道元禅師 正法眼蔵 現代訳の試み

辨道話(1)

(べんどうわ)

諸仏如来(ショブツ ニョライ)、ともに妙法を単伝(タンデン)して、阿耨菩提(アノクボダイ)を証(ショウ)するに、最上無為(サイジョウ ムイ)の妙術あり。

諸々の仏たちは、皆共に優れた法を人から人へと相伝して、仏の悟りを証明してきましたが、この悟りを得るのに、最も優れた無為の法があります。

これただほとけ仏にさづけて、よこしまなることなきは、すなはち自受用三昧(ジジュユウ ザンマイ)、その標準なり。

この、ただ仏から仏へと授け伝えて、誤ることのない法とは、自受用三昧(今の自分と一つになること)であり、これがその標準の法なのです。

この三昧(ザンマイ)に遊化(ユゲ)するに、端坐参禅(タンザ サンゼン)を正門(ショウモン)とせり。

この三昧に遊ぶには、身を正して坐禅することが、その正しい法とされています。

この法は、人人(ニンニン)の分上(ブンジョウ)に、ゆたかにそなはれりといへども、いまだ修(シュ)せざるにはあらはれず、証せざるには、うることなし。

この自受用三昧の法は、すべての人々自身に豊かに具わっているのですが、それは修行しなければ現われず、証明しなければ得られないのです。

はなてば、てにみてり、一多のきはならむや。かたれば、くちにみつ、縦横(ジュウオウ)きはまりなし。

この法は、手放せば手に満ちるのです。その分量は多い少ないの域を越えています。

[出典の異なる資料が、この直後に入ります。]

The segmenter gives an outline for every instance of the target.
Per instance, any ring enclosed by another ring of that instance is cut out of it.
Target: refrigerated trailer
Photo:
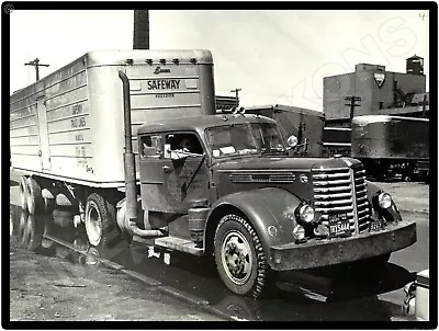
[[[260,297],[275,272],[376,270],[416,242],[360,161],[291,157],[274,119],[215,115],[209,50],[88,53],[14,93],[10,115],[21,207],[72,206],[94,253],[214,256],[228,289]]]
[[[11,95],[14,169],[91,187],[123,187],[119,70],[131,80],[136,155],[139,125],[215,113],[210,52],[90,52]]]

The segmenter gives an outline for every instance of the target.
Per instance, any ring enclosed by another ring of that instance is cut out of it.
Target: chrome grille
[[[323,224],[329,226],[329,214],[346,213],[351,233],[369,228],[369,207],[364,170],[334,168],[313,169],[314,207],[322,215]]]

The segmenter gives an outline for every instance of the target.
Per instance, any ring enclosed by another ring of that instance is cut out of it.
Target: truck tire
[[[43,214],[45,204],[42,196],[42,190],[38,183],[32,176],[27,178],[27,210],[30,214]]]
[[[27,214],[23,243],[30,251],[37,252],[41,249],[43,241],[42,221],[41,217],[35,216],[34,214]]]
[[[228,214],[219,220],[214,252],[219,276],[233,293],[262,297],[272,271],[258,235],[245,218]]]
[[[20,178],[20,207],[27,212],[27,180],[24,175]]]
[[[111,258],[126,248],[116,226],[115,207],[98,193],[91,193],[86,204],[86,232],[91,247],[102,258]]]

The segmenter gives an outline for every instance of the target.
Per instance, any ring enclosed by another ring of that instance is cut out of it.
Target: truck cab
[[[137,139],[144,226],[167,229],[154,243],[213,254],[237,294],[261,296],[273,271],[378,266],[416,241],[416,225],[360,161],[290,157],[271,118],[162,119]]]

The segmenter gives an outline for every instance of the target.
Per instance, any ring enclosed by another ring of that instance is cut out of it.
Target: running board
[[[190,253],[192,255],[201,256],[204,254],[204,249],[196,248],[193,241],[179,237],[162,237],[154,240],[154,244],[158,247],[168,248],[176,251],[181,251],[184,253]]]

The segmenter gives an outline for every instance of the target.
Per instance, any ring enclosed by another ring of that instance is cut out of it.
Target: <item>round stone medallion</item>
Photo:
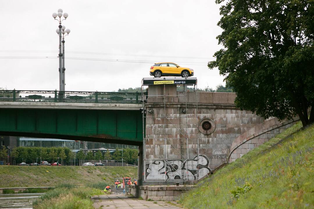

語れば言葉は口に満ちて縦横窮まりありません。

諸仏のつねに、このなかに住持(ジュウジ)たる、各各の方面に知覚をのこさず。

諸仏は常に、この三昧の中にあって、見聞覚知の各方面に知覚を残すことはありません。

群生(グンジョウ)のとこしなへに、このなかに使用する、各各の知覚に方面あらはれず。

また人々が永久にこの三昧の中で使用している各々の知覚には、その方面が現れることはありません。

いまおしふる功夫辨道(クフウ ベンドウ)は、証上(ショウジョウ)に万法(マンボウ)をあらしめ、出路(シュツロ)に一如(イチニョ)を行ずるなり。

今ここで教える修行精進は、悟りの法の上に一切の存在を在らしめて、解脱のために一如の自己を行ずることです。

その超関脱落(チョウカン ダツラク)のとき、この節目(セツモク)にかかはらむや。

その自他を隔てる関を超えて脱落した時には、今までの教理の細目に頼ることはないのです。